Allerdings hält man Guided by Voices, Pollards Band, zu Hause immer noch für eine local alternative Band, die „Low-Fi“ macht. „Low-Fi? Als ich das zum erstenmal hörte, hatte ich keine Ahnung, was das sein sollte. Aber anscheinend hat uns dieses Etikett Aufmerksamkeit verschafft, und immerhin können wir inzwischen die Stromrechnung bezahlen – was soll's.

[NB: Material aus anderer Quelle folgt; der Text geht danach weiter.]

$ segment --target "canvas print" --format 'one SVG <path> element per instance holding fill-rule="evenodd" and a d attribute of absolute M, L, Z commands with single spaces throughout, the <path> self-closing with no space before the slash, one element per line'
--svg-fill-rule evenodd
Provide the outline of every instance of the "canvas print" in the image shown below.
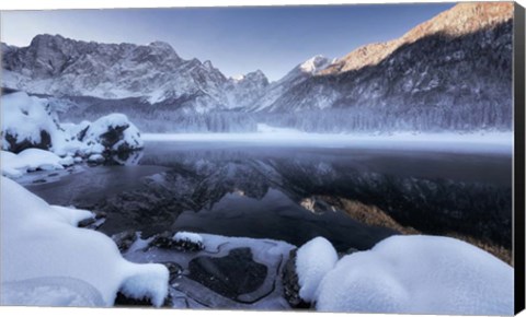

Doch mit diesen minimalistischen Punktypen, die nur Krach machen, um mal ordentlich rumzulärmen, hat unsere Musik herzlich wenig zu tun. Wir mögen die Beatles und The Who und versuchen live, unsere Sachen wie klassische Rockmusik rüberzubringen.“

Doch die dezidierten Verfolger von Guided By Voices vermuten aufgrund der surreal anmutenden Alben- und Songtitel und der nicht unbedingt zugänglichen Lyrics eher einen Spaziergang an der Grenze zur Kunst als schlichte Begeisterung für ehrliche, handgemachte Rockmusik. Darüber hinaus übertrifft Pollards Produktivität alle Erwartungen: Zirka 13 Longplayer im Vierspursound seit dem 86er Debüt „Forever Since Breakfast“, unzählige Split-Singles, EPs, 7-Inches, halboffizielle Bootlegs und Soloprojekte summieren sich zu einem mächtigen ×uvre, das sich, anstatt eine klar überschaubare Entwicklung zu dokumentieren, mit jedem neuen Release selbst hinterfragt. Da müssen fünfzig Sekunden für einen Song reichen, und wenn gerade kein passender Refrain zur Hand ist – wen schert's? Wo ein schlechter Popsong die falsche Frage mit einer falschen Antwort beantwortet und ein guter die richtige Gegenfrage stellt, werfen Guided By Voices jenseits dieser Grenze mit jedem Album neue Fragen in den Raum.

Diese auf der Bühne gerne krachig inszenierte Vorstellung eines fortschreitenden Werkes, das eher wuchert als festlegt und ausformuliert, ergibt keinen Golf in Grunge- Core-Edition.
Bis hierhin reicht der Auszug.